Ketua Asosiasi Pertambangan Batubara Indonesia (APBI) Pandu P Sjahrir mengatakan kelonggaran peningkatan produksi batu bara yang ditetapkan pemerintah ini sudah terlihat dampaknya di tiga minggu terakhir di mana harga batu bara turun USD20 per ton.
"Karena peningkatan 100 juta ton atau hampir 20 persen dari total produksi. Ketakutan dari industri adalah penurunan harga. Dan benar, tiga minggu terakhir harganya turun luar biasa, hampir kurang lebih hampir USD20 per ton," kata Pandu, saat ditemui di Gedung Bursa Efek Indonesia (BEI), Jakarta, Selasa, 4 September 2018.
Pandu menjelaskan pengusaha batu bara mendukung pemerintah untuk memperkecil defisit transaksi berjalan.
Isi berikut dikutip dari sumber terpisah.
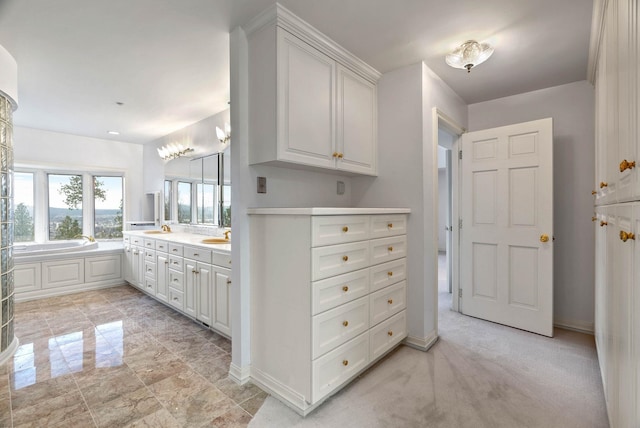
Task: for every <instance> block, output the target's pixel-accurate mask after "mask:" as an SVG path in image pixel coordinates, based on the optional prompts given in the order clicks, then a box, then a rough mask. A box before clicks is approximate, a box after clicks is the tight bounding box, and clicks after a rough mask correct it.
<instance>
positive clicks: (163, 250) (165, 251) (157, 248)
mask: <svg viewBox="0 0 640 428" xmlns="http://www.w3.org/2000/svg"><path fill="white" fill-rule="evenodd" d="M156 251H161V252H163V253H168V252H169V243H168V242H167V241H161V240H159V239H158V240H157V241H156Z"/></svg>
Hanya saja, dengan cara pemerintah membuka kesempatan untuk menambah kuota produksi batu bara sebanyak 100 juta ton di tahun ini menjadi 585 juta ton akan membuat sinyal ketidakpastian pasar.
"Jadi kalau bisa dibilang untuk CAD kita dukung, batu bara kebetulan ekspornya jadi yang terbesar dan kontribusinya untuk bantu juga. Hanya saja dari sinyal ini (tambahan produksi) banyak memberikan ketidakpastian dari sisi industri," ungkap dia.
Pandu yang sekarang ini menjabat sebagai Direktur PT Toba Bara Sejahtera Tbk mengatakan perusahaannya tidak akan menaikkan produksi batu bara dalam Rencana Kerja Anggaran Biaya (RKAB). Perusahaan tetap melakukan produksi sesuai proyeksi sekitar 6 juta ton sampai akhir tahun.
Pada semester I-2018 telah terealisasi 2,5 juta ton. Sebagian besar produksi tersebut dijual di pasar ekspor seperti Taiwan, Tiongkok, Korea, dan Japan. "Tidak naikkan (produksi), tetap 6 juta ton tahun ini," tukas dia.
Seperti diketahui, Kementerian Energi dan Sumber Daya Mineral (ESDM) mencatat Harga Batu Bara Acuan (HBA) pada Agustus 2018 USD107,83 per ton.